In a report due to be published next month in the Queen’s English Society’s journal Quest, professor Bernard Lamb of Imperial College London claims that his British undergraduates made ‘three times as many grammatical, punctuation and spelling mistakes’ as his overseas students.
The figures Lamb refers to are taken from a class of twenty-eight final-year undergraduates and it ought to be said that the overseas students came from Singapore, China and Indonesia, countries where ambitious students are not known for being inattentive to the kinds of issues thrown up by the study. However, anecdotal evidence of the same kind frequently emerges from other university lecturers when their profile is high enough to get their doubts about the education system in the UK aired in the media.

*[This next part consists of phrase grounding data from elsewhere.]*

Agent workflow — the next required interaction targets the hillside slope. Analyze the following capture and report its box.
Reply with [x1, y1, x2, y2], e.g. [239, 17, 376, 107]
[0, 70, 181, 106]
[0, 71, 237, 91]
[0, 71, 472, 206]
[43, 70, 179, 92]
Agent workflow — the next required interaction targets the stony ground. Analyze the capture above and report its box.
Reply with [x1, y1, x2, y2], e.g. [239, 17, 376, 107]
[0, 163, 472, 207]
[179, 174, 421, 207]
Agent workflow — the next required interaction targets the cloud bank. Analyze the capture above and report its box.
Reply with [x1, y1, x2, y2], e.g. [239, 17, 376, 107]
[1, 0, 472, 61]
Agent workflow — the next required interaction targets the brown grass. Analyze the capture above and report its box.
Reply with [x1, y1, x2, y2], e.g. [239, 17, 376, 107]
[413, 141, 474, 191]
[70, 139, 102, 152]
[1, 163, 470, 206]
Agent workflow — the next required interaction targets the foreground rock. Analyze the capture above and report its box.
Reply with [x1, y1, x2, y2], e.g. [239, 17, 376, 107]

Professor Lamb lays the blame squarely at the door of the English education system, which, he says, needs ‘to raise the very poor standards of English of the home students by more demanding syllabuses and exams, more explicit teaching and examining of English (including grammar, spelling and punctuation) and by consistent correction of errors by teachers of all subjects.’

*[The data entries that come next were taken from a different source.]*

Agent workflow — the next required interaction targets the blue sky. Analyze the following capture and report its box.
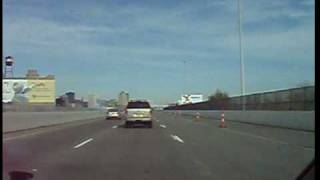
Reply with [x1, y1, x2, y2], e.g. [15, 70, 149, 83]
[3, 0, 314, 104]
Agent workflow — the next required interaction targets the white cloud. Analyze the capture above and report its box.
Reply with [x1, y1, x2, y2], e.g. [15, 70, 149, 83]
[300, 0, 314, 6]
[242, 0, 314, 23]
[243, 24, 314, 64]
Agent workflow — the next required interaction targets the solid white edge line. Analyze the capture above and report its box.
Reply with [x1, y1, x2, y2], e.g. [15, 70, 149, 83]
[4, 131, 45, 141]
[73, 138, 93, 149]
[4, 119, 101, 142]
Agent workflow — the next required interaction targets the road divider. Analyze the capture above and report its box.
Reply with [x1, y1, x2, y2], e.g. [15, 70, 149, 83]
[195, 112, 201, 122]
[165, 110, 314, 131]
[3, 111, 106, 133]
[73, 138, 93, 149]
[219, 112, 227, 128]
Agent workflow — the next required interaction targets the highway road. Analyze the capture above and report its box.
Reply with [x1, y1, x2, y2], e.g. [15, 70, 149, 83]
[3, 111, 314, 180]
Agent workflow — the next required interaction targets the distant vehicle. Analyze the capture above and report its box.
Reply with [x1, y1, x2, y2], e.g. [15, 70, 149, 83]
[125, 100, 152, 128]
[106, 108, 121, 120]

The article covering this lament is by Richard Garner in the Independent and contains some horrifying examples of the sort I should imagine most university tutors see every day. So, if you don’t want to give yourself nightmares, look away now: examples are ‘separate’, ‘alot’, ‘theorys’, as well as lots of grammar-agreement and punctuation problems.
As a person who has taught both UK and foreign undergraduate students for the past twenty years, I couldn’t possibly comment.